The height of this initial discontinuity corresponds to the variance of uncorrelated location errors. The second plot is the kind of initial discontinuity one has with detector array data. The end of the (slope) discontinuity is highlighted with a circle. This discontinuity is smooth because the movement and detection are correlated. The height of this initial discontinuity is also (at least roughly) the variance of the location errors.

Model fitting

Because of some convenient mathematical relations, fitting with telemetry errors involves numerically fitting 1-4 more parameters and is, therefore, slower and less reliable at converging on the MLE than fitting without telemetry error. Therefore, by default, telemetry error is not turned on in ctmm models (error=FALSE). Furthermore, in cases with an error model, ctmm.select() is safer to use than direct applicaiton of ctmm.fit(), because ctmm.select() will start with the simplest “compatible” model and then consider further model features that require numerical optimization in stepwise fashion.

Fitting with calibrated data

For calibrated errors, we have to set error=TRUE in the model guess to fit with telemetry error accounted for.

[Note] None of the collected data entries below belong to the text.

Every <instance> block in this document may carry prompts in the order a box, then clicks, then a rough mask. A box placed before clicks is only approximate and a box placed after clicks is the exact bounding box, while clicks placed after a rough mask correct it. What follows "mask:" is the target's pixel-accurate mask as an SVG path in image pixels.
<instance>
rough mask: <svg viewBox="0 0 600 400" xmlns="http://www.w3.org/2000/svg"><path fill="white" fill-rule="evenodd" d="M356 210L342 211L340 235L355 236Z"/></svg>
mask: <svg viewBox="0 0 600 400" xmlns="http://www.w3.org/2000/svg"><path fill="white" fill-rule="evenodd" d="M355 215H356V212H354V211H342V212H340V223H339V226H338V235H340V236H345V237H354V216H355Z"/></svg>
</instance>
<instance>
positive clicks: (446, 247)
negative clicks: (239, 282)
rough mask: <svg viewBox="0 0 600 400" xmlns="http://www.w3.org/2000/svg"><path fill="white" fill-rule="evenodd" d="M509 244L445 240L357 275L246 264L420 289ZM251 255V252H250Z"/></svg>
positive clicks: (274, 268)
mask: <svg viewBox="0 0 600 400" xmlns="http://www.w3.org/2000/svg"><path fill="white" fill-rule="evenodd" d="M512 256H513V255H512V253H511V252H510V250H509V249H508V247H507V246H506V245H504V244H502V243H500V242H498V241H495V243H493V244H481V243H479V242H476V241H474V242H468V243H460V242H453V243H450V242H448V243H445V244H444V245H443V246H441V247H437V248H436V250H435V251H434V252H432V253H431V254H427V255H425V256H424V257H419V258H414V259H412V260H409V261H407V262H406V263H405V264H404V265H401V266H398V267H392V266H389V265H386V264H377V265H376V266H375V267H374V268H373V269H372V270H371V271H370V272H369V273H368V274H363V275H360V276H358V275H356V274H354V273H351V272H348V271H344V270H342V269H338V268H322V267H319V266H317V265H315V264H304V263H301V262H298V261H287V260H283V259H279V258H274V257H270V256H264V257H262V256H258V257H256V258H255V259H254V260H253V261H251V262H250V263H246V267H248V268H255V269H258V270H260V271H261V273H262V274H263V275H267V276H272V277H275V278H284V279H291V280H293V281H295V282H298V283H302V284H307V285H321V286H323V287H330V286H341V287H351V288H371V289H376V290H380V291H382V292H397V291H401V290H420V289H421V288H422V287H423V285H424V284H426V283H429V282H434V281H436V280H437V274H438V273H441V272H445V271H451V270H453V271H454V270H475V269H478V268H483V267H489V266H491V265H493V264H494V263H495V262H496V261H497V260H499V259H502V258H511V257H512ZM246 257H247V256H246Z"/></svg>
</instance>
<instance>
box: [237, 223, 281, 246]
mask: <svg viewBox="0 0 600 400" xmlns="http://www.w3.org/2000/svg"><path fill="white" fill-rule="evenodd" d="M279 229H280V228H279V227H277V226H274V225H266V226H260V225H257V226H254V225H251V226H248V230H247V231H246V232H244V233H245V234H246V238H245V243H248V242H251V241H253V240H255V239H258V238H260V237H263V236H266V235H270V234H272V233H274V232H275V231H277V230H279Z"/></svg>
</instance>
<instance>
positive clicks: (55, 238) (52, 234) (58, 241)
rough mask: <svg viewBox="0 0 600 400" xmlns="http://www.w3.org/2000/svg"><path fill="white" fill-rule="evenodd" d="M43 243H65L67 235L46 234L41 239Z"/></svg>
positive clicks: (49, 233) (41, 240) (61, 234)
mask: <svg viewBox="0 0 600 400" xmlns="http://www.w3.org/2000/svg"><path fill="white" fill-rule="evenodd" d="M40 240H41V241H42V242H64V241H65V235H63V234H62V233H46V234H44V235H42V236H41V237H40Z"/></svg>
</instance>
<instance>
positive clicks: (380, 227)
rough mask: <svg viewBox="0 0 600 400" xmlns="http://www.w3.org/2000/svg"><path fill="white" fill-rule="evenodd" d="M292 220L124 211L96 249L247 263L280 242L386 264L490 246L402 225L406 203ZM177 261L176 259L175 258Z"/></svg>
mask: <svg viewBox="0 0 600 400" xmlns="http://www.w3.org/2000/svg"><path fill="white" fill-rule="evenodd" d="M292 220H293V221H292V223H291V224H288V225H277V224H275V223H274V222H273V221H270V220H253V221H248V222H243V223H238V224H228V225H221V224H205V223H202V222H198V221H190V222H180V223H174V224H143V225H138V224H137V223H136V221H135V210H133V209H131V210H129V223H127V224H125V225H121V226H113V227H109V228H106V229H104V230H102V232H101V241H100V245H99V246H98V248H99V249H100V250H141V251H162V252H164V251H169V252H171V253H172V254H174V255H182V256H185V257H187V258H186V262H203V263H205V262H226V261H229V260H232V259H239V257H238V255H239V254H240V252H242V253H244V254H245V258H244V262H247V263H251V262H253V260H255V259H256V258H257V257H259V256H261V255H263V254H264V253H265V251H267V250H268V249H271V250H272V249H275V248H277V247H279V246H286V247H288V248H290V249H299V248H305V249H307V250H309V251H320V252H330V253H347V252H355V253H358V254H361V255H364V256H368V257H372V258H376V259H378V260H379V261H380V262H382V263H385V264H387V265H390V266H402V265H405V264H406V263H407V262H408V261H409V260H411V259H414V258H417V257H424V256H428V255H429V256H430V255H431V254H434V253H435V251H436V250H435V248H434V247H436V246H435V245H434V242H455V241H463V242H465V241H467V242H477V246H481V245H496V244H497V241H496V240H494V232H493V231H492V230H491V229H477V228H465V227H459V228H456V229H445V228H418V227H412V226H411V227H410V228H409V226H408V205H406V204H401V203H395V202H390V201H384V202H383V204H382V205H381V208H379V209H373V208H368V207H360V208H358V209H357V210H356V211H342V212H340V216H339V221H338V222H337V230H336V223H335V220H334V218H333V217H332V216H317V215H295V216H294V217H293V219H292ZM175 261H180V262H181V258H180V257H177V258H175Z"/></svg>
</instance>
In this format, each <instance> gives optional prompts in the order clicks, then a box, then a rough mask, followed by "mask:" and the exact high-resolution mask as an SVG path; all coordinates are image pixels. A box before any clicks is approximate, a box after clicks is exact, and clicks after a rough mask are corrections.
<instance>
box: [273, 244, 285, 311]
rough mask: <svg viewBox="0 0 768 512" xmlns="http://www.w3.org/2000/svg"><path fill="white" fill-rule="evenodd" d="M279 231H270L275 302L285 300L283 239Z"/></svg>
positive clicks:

# automated guestimates with circular covariance and calibrated errors
GUESS <- ctmm.guess(turtle[[3]],CTMM=ctmm(error=TRUE),interactive=FALSE)
# the beta optimizer is more reliable than the default optimizer
# control <- list(method='pNewton',cores=-1) # will use all but one cores
control <- list(method='pNewton',cores=2) # CRAN policy limits us to 2 cores
# stepwise fitting
FIT <- ctmm.select(turtle[[3]],GUESS,control=control,trace=TRUE)
## * Fitting model OUF isotropic error
## * Fitting models OUF anisotropic error
## * Fitting models OU anisotropic error
summary(FIT)
## $DOF
##     mean     area    speed 
## 12.59923 24.41651  0.00000 
## 
## $CI
##                           low        ML     high
## area (hectares)     12.192644 18.949154 27.17140
## tau position (days)  3.693129  6.319046 10.81206

trace=TRUE allows us to see the models considered. verbose=TRUE would save each model.

Fitting with uncalibrated data

Fitting with unknown errors is a method of last resort. We have to provide an initial guess for error, which will be the device's UERE. error=10 is usually a good guess for GPS data. Let's consider the turtle data again, but without calibrated UERE.

# delete UERE information
uere(turtle[[3]]) <- NULL

The only difference is that you have to provide an initial guess for the UERE. Otherwise, the steps are the same.

# cheat and use previous fit as initial guess
GUESS$error <- 10 # 10 meter error guess
# fit parameter estimates
FIT <- ctmm.select(turtle[[3]],GUESS,control=control)
summary(FIT)
## $DOF
##     mean     area    speed 
## 13.46151 25.98177  0.00000 
## 
## $CI
##                           low        ML      high
## area (hectares)     12.604531 19.298800 27.396178
## tau position (days)  3.467312  5.882937  9.981492
## error (meters)       0.000000  9.317617 63.303345

Here, fitting the UERE simultaneously with the movement model produced a consistent result. This will not always be the case.